EleutherAI / lm-evaluation-harness

A framework for few-shot evaluation of language models.
https://www.eleuther.ai
MIT License
6.9k stars 1.84k forks source link

using "A:" replace "A: " #1043

Closed milliemaoo closed 11 months ago

milliemaoo commented 11 months ago

When I worked with the T5 series model (non-instruction tuned) on the Bigbench (e.g., sports_understanding), I noticed the generation is sensitive to space character in the output_prefix.

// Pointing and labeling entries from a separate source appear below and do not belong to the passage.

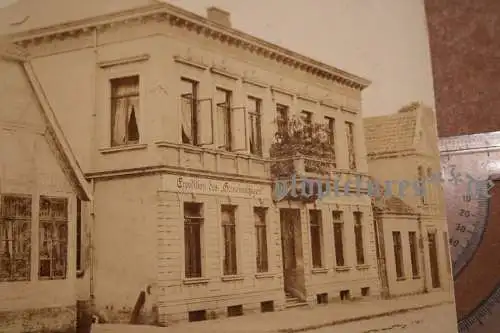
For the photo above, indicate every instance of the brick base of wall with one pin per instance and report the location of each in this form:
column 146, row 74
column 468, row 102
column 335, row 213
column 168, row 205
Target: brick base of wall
column 47, row 320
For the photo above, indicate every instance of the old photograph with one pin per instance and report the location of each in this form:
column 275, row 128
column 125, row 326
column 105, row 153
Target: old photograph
column 221, row 166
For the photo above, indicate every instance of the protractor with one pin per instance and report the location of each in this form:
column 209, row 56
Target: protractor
column 471, row 167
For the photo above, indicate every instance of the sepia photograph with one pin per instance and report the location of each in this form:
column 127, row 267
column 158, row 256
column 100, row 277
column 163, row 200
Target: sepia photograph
column 230, row 166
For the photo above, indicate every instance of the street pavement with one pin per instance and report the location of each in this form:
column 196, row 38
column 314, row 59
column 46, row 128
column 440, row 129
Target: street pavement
column 439, row 319
column 419, row 313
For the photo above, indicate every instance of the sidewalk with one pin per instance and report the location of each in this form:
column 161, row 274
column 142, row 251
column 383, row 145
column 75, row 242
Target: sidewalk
column 295, row 320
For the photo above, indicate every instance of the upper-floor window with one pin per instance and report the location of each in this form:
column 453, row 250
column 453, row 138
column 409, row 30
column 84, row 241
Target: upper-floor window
column 330, row 125
column 307, row 119
column 254, row 113
column 350, row 145
column 15, row 238
column 223, row 101
column 124, row 111
column 53, row 238
column 282, row 118
column 338, row 237
column 189, row 111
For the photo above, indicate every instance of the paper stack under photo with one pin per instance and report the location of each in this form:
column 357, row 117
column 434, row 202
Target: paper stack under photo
column 226, row 166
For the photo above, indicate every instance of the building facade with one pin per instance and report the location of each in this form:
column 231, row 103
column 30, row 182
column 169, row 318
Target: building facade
column 41, row 188
column 412, row 225
column 172, row 116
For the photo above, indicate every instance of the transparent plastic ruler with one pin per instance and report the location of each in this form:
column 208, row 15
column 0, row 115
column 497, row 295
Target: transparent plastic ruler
column 471, row 170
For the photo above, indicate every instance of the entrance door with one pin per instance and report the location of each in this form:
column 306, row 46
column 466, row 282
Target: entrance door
column 291, row 246
column 433, row 257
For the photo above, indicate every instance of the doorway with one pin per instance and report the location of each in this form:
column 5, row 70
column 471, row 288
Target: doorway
column 433, row 257
column 292, row 253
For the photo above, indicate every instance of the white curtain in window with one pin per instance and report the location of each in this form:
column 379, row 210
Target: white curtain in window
column 121, row 117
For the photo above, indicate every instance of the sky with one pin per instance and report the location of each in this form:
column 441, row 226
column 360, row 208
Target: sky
column 384, row 41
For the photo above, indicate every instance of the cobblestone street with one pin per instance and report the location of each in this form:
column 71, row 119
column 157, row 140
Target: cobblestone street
column 429, row 313
column 431, row 320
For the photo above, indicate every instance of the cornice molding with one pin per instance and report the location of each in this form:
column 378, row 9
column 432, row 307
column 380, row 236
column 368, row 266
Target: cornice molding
column 190, row 62
column 186, row 20
column 224, row 73
column 123, row 61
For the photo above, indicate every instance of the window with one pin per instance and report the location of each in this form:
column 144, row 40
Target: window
column 53, row 238
column 350, row 145
column 261, row 232
column 307, row 119
column 189, row 111
column 330, row 124
column 223, row 101
column 193, row 223
column 282, row 118
column 447, row 252
column 229, row 235
column 398, row 254
column 358, row 236
column 413, row 253
column 124, row 111
column 15, row 238
column 254, row 113
column 338, row 235
column 79, row 235
column 315, row 225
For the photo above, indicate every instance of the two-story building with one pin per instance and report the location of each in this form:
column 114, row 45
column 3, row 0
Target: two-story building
column 413, row 242
column 171, row 116
column 41, row 190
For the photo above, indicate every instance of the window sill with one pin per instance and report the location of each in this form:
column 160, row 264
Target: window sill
column 117, row 149
column 362, row 267
column 232, row 278
column 195, row 280
column 342, row 268
column 264, row 275
column 319, row 270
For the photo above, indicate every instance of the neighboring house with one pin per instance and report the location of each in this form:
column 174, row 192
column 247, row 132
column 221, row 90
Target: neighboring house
column 171, row 116
column 41, row 187
column 404, row 147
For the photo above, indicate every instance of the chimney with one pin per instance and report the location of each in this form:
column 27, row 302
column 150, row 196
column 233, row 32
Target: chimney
column 219, row 16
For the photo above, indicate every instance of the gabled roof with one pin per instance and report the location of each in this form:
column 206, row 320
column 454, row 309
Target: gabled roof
column 393, row 133
column 9, row 52
column 393, row 205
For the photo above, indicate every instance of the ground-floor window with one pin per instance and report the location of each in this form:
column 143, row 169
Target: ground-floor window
column 316, row 236
column 228, row 214
column 338, row 238
column 193, row 224
column 53, row 238
column 398, row 254
column 261, row 239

For instance, when using the input 'Determine whether an artificially constructed sentence relating to sports is plausible or not.\n\nQ: Is the following sentence plausible? "Bam Adebayo scored a reverse layup in the Western Conference Finals."\nA: yes (...omit) Q: Is the following sentence plausible? "Emmanuel Sanders got a base hit."\nA:', the model generates the correct response. However, altering the output prefix from "A:" to "A: " results in incomplete outputs like "ye".

I’m not sure why this occurs, but I wanted to share this observation. Feel free to correct me if I miss anything.

StellaAthena commented 11 months ago

You're not missing anything at all :) This is a very common and unfortunate problem with evaluating models, especially ones that aren't instruction-finetuned.